End-to-end reliability for scalable distributed logs

cammellos · May 29, 2024, 10:32am

Thanks for the write up, very thorough and I particularly appreciate the Protocol steps section.

As discussed yesterday, I will add some notes:

sender_id

In Message sender_id is probably not necessary, as that’s most of the time either extracted from a signature or inferred (like in the case of the double ratchet when it’s inferred by the fact that the there’s only one other member who can have that shared secret with you, i.e plausible deniability).

message_id

message_id is also not specified generally, as it can be manipulated, so we generally use the hash of the content or similar.

lamport timestamps

With regards of lamport timestamps, we have adopted them in the current protocol, but with one difference as plain lamport timestamps don’t support one common case.
A chat can be seen as distributed system with no central coordination and permissionless.

In some cases there’s no explicit “joining” (public chats in the old app, but 1-to-1s are similar with that regard), so a new member that could not retrieve information about a channel, would start at 0 if we were to follow canonical lamport timestamps.
Also it’s important to note that the app is or wants to be offline first, so syncing before being able to send a message is not something we want in general.

If we are thinking about a chat, that would mean that the message would be ordered last, at it has no causal relationship with any other message, which is problematic.

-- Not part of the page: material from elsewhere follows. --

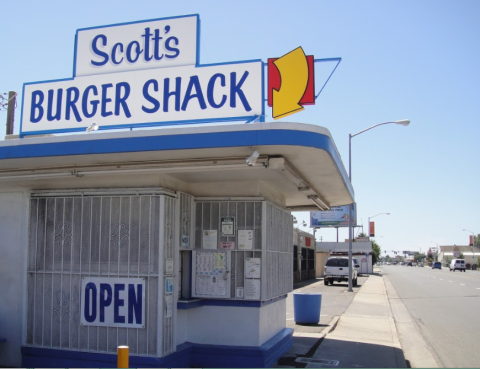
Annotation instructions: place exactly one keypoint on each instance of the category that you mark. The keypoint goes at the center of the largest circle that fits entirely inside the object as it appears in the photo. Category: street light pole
(369, 222)
(404, 122)
(473, 244)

What we do instead, is we “hint” lamport timestamp with a wall clock:

clock = max(time.Now(), previous_clock+1)

This maintain causal relationship between events and is consistent with lamport timestamps (you can think about it as each member having started at 0 and ticked up each time internally at each second, unless aware of another clock having ticked up). We maintain a total order of events by breaking ties with ID, so that everyone has the same ordering of events.

casual_history

With regard of casual_history and specifically:

Check dependencies in the causal history:

If all dependencies are met, process the message.
Otherwise, add the message to the buffer of incoming messages with unmet causal dependencies.

This is something that we discussed a lot back when mvds was first implemented (the feature I believe is in the codebase already). From our point of view, it’s not something that we generally want to have, as we almost never wants to delay processing messages as it leads to poor user experience in case of out of order messages or message loss (if you are strict about it, if any message failed to be delievered, then the chain is interrupted forever). Most of the protocol is build on the assumption that message loss will occur and it accommodates that (at the cost of extra bandwidth, we piggy back information often for example, or accept that there might be gaps etc).
There are only a handful of corner cases where that’s not currently the case, and this could be helpful, one of which is message segmentation, where you cannot process a partial message, but just id doesn’t cut it (we need something more like group_id+count), and currently community channel encryption as we haven’t quite figured out an efficient way to propagate the key, but I think that’s better solved by improving key exchange.
It can be useful to identify gaps of course. I would personally explore more those scenarios, but it’s certainly something of secondary importance from our perspective.

pulling from store nodes based on message_ids

This is fine, but I think it needs to be complimentary to querying by timestamp, as querying by ids it’s very chatty and will lead most likely to long syncing times, we already see long syncing times with straight timestamps with a cursor of 20 (up to 8/9 minutes to sync a day worth of data), and this seems to be strictly slower in the worst case scenario, which is quite common (user of an active community goes offline for a day).

I think these are the immediate things that I could spot on the document, but in general, it’s probably a good exercise to go a bit deeper on how it integrates with the current functionalities, since I think there’s a fair amount of unknowns, and from experience (mvds etc), if it’s not worked out to fit with the current technology, there’s a risk of it not being as effective as it could be, as there still a fair amount of unknowns.